Еще никто в доме отставного гвардии поручика Стахова не видал его таким кислым и в то же время таким самоуверенным и важным, как в тот день. Он вошел в гостиную в пальто и шляпе – вошел медленно, широко расставляя ноги и стуча каблуками; приблизился к зеркалу и долго смотрел на себя, с спокойною строгостью покачивая головой и кусая губы. Анна Васильевна встретила его с наружным волнением и тайною радостью (она его иначе никогда не встречала); он даже шляпы не снял, не поздоровался с нею и молча дал Елене поцеловать свою замшевую перчатку. Анна Васильевна стала его расспрашивать о курсе лечения – он ничего не отвечал ей; явился Увар Иванович – он взглянул на него и сказал: "Ба!" С Уваром Ивановичем он вообще обходился холодно и свысока, хотя признавал в нем "следы настоящей стаховской крови". Известно, что почти все русские дворянские фамилии убеждены в существовании исключительных, породистых особенностей, им одним свойственных: нам не однажды довелось слышать толки "между своими" о "подсаласкинских" носах и "перепреевских" затылках. Зоя вошла и присела перед Николаем Артемьевичем. Он крякнул, опустился в кресла, потребовал себе кофею и только тогда снял шляпу. Ему принесли кофею; он выпил чашку и, посмотрев поочередно на всех, промолвил сквозь зубы: "Sortez, s'il vous plaît" [1], и, обратившись к жене, прибавил: "Et vous, madame, restez, je vous prie" [2].
Все вышли, кроме Анны Васильевны. У нее голова задрожала от волнения. Торжественность приемов Николая Артемьевича ее поразила. Она ожидала чего-то необыкновенного.
– Что такое! – воскликнула она, как только дверь затворилась.
Николай Артемьевич бросил равнодушный взгляд на Анну Васильевну.
– Ничего особенного, что это у вас за манера тотчас принимать вид какой-то жертвы? – начал он, безо всякой нужды опуская углы губ на каждом слове. – Я только хотел вас предуведомить, что у нас сегодня будет обедать новый гость.
– Кто такой?
– Курнатовский, Егор Андреевич. Вы его не знаете. Обер-секретарь в сенате.
– Он будет сегодня у нас обедать?
– Да.
– И вы только для того, чтобы мне это сказать, велели всем выйти?
Николай Артемьевич снова бросил на Анну Васильевну взгляд, на этот раз уже иронический.
– Вас это удивляет? Погодите удивляться.
Он умолк. Анна Васильевна тоже помолчала немного.

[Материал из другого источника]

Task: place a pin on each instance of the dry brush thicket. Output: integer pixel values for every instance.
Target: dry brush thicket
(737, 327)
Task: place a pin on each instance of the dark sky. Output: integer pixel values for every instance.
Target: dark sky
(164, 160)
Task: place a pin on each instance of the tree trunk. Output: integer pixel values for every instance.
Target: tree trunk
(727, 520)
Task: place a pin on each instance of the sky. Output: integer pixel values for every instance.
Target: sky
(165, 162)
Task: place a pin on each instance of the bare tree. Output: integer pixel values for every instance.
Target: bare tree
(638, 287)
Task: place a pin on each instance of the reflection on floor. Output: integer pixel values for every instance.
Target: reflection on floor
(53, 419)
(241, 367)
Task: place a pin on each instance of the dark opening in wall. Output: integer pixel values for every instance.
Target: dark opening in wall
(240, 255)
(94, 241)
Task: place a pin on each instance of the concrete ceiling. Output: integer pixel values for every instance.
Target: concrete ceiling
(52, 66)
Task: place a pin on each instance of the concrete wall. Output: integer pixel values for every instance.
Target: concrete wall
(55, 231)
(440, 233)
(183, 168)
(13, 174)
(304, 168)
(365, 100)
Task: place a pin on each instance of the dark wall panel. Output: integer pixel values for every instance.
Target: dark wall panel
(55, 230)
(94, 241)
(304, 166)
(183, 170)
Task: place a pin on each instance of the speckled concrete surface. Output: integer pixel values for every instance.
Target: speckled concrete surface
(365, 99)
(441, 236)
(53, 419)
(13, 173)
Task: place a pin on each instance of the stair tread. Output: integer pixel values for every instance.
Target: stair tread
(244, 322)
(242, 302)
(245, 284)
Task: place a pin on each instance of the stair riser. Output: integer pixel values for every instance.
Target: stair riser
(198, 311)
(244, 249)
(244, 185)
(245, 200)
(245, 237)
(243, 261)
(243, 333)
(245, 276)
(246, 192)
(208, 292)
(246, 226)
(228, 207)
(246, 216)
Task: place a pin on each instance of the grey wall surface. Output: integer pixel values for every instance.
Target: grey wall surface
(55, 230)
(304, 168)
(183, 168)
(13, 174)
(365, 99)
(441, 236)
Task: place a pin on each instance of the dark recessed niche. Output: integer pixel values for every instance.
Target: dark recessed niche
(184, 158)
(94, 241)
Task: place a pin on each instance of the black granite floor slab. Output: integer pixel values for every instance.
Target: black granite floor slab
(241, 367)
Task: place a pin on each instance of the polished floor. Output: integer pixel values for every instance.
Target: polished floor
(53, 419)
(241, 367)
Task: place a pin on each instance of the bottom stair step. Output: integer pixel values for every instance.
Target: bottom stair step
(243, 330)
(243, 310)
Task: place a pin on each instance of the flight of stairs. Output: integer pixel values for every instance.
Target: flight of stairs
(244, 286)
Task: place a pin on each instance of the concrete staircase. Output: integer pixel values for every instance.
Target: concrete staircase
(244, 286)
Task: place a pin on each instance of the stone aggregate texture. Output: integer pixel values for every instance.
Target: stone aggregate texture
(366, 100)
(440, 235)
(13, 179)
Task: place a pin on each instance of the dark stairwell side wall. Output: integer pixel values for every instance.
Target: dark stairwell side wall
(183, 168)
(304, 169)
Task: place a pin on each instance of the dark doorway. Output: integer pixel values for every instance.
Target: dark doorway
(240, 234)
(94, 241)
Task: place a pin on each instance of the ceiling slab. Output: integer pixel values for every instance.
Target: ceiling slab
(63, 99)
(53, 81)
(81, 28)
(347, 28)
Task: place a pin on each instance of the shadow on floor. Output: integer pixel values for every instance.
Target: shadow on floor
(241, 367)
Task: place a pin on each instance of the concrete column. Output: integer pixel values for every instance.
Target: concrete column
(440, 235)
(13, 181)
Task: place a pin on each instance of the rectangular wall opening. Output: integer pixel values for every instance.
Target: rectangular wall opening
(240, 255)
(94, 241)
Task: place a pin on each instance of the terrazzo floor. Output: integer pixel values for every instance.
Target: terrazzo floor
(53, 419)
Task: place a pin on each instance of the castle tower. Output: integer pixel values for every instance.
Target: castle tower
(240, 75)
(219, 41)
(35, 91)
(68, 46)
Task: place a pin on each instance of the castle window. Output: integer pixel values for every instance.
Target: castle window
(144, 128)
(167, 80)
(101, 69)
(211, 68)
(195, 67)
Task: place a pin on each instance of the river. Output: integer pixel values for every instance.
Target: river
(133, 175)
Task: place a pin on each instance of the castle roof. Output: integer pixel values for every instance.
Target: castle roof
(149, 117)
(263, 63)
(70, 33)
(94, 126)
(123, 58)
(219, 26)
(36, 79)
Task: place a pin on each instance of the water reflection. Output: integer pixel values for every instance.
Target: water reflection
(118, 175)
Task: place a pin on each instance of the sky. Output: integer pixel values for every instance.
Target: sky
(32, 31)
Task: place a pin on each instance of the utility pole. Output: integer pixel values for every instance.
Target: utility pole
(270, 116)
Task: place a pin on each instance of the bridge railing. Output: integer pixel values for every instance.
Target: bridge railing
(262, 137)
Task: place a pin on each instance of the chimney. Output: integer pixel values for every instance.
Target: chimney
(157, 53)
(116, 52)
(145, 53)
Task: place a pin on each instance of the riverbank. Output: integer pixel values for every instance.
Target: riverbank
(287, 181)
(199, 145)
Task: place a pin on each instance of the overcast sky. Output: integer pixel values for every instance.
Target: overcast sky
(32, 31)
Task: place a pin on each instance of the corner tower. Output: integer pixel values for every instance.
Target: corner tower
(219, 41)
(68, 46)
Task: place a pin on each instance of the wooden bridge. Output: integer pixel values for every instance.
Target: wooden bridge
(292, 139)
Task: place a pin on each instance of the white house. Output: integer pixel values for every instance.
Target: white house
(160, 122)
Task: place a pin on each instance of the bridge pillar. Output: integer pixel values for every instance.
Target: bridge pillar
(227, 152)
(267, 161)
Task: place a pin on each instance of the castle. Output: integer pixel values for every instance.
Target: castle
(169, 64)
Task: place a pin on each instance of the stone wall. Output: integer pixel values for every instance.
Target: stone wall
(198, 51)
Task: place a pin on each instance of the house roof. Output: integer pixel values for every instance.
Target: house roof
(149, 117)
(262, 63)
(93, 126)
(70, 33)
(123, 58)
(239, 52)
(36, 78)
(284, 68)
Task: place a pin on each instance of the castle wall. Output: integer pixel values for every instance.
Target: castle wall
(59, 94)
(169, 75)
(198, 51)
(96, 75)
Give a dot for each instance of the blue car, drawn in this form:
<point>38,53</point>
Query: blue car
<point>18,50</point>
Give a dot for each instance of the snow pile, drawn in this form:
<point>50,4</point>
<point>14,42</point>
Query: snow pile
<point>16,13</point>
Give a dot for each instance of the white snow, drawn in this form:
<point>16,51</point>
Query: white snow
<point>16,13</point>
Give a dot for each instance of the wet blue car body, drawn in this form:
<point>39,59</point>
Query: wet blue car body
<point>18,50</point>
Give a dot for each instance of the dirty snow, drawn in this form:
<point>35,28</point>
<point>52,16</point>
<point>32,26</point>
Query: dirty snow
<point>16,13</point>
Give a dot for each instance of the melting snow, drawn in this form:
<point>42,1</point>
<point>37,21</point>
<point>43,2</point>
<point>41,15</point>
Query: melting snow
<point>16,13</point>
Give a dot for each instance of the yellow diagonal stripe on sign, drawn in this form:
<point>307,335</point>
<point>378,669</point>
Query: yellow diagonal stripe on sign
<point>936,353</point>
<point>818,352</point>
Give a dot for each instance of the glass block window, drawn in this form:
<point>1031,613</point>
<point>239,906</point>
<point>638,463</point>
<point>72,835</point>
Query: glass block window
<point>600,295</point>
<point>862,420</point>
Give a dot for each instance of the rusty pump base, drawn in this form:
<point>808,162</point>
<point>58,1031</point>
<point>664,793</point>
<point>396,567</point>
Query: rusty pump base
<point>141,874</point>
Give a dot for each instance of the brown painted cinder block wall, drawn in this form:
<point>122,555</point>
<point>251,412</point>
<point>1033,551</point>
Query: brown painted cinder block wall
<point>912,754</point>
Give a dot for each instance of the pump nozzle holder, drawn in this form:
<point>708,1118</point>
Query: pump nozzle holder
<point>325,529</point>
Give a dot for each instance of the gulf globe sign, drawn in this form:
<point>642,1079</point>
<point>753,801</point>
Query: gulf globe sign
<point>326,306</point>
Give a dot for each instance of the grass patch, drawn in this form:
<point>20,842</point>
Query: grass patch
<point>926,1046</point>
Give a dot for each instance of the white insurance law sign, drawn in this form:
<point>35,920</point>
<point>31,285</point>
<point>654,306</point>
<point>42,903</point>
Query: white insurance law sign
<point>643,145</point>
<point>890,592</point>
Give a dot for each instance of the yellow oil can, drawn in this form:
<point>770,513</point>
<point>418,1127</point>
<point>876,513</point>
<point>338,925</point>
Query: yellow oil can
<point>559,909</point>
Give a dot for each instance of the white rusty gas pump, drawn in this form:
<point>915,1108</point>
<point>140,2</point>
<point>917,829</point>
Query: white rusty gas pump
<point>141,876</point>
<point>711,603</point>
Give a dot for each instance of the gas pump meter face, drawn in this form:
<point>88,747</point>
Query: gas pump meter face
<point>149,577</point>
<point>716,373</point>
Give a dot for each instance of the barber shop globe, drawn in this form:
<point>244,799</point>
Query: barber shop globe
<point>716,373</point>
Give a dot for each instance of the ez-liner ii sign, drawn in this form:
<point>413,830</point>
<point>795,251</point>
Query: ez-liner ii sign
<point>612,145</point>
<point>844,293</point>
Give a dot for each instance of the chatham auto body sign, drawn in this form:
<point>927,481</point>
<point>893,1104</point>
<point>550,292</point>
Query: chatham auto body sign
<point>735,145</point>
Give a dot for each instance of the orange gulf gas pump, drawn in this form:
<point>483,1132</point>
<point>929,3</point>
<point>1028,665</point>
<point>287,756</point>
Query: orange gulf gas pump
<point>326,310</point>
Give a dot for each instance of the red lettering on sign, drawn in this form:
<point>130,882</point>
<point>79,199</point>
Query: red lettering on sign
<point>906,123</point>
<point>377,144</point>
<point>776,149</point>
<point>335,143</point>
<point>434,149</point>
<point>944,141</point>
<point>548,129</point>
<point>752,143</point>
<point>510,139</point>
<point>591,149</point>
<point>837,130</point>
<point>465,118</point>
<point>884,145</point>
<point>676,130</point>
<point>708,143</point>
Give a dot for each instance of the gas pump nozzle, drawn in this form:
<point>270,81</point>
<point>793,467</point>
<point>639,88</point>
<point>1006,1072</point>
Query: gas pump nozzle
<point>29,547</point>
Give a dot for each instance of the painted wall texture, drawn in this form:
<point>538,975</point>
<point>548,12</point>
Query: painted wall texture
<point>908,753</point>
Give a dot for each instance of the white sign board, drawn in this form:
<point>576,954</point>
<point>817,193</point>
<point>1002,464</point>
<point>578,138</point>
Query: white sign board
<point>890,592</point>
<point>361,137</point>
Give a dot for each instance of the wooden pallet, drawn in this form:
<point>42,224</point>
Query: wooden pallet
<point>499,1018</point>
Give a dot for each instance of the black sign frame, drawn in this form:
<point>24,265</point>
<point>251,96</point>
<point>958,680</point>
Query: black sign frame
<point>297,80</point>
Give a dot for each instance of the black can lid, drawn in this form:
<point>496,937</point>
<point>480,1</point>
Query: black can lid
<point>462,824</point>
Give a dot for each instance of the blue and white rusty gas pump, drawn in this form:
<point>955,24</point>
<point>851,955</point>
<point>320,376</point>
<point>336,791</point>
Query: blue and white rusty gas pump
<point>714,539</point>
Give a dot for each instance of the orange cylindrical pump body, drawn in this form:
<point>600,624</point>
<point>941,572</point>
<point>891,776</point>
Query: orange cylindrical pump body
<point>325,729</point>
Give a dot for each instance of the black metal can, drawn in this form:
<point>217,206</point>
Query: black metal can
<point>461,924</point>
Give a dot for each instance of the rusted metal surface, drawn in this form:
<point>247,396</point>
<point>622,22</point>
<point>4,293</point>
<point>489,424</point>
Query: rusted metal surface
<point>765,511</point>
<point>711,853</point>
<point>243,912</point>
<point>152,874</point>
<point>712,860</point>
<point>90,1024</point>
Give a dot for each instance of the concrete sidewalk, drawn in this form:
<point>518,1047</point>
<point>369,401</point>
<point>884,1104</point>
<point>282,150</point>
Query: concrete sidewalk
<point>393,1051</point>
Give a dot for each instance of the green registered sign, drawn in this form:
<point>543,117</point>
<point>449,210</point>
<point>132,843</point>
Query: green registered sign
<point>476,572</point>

– Я желала бы, – заговорила она...
– Я знаю, вы меня всегда считали за "имморального" человека, – начал вдруг Николай Артемьевич.
– Я! – с изумлением пробормотала Анна Васильевна.
– И, может быть, вы и правы. Я не хочу отрицать, что действительно я вам иногда подавал справедливый повод к неудовольствию ("серые лошади!" – промелькнуло в голове Анны Васильевны), хотя вы сами должны согласиться, что при известном вам состоянии вашей конституции...
– Да я вас нисколько не обвиняю, Николай Артемьевич.
– C'est possible [3]. Во всяком случае я не намерен себя оправдывать. Меня оправдает время. Но я почитаю своим долгом уверить вас, что знаю свои обязанности и умею радеть о... о пользах вверенного мне... вверенного мне семейства.
[1] - «Выйдите, пожалуйста» (франц.). [2] - «А вы, сударыня, останьтесь, прошу вас» (франц.). [3] - Возможно (франц.).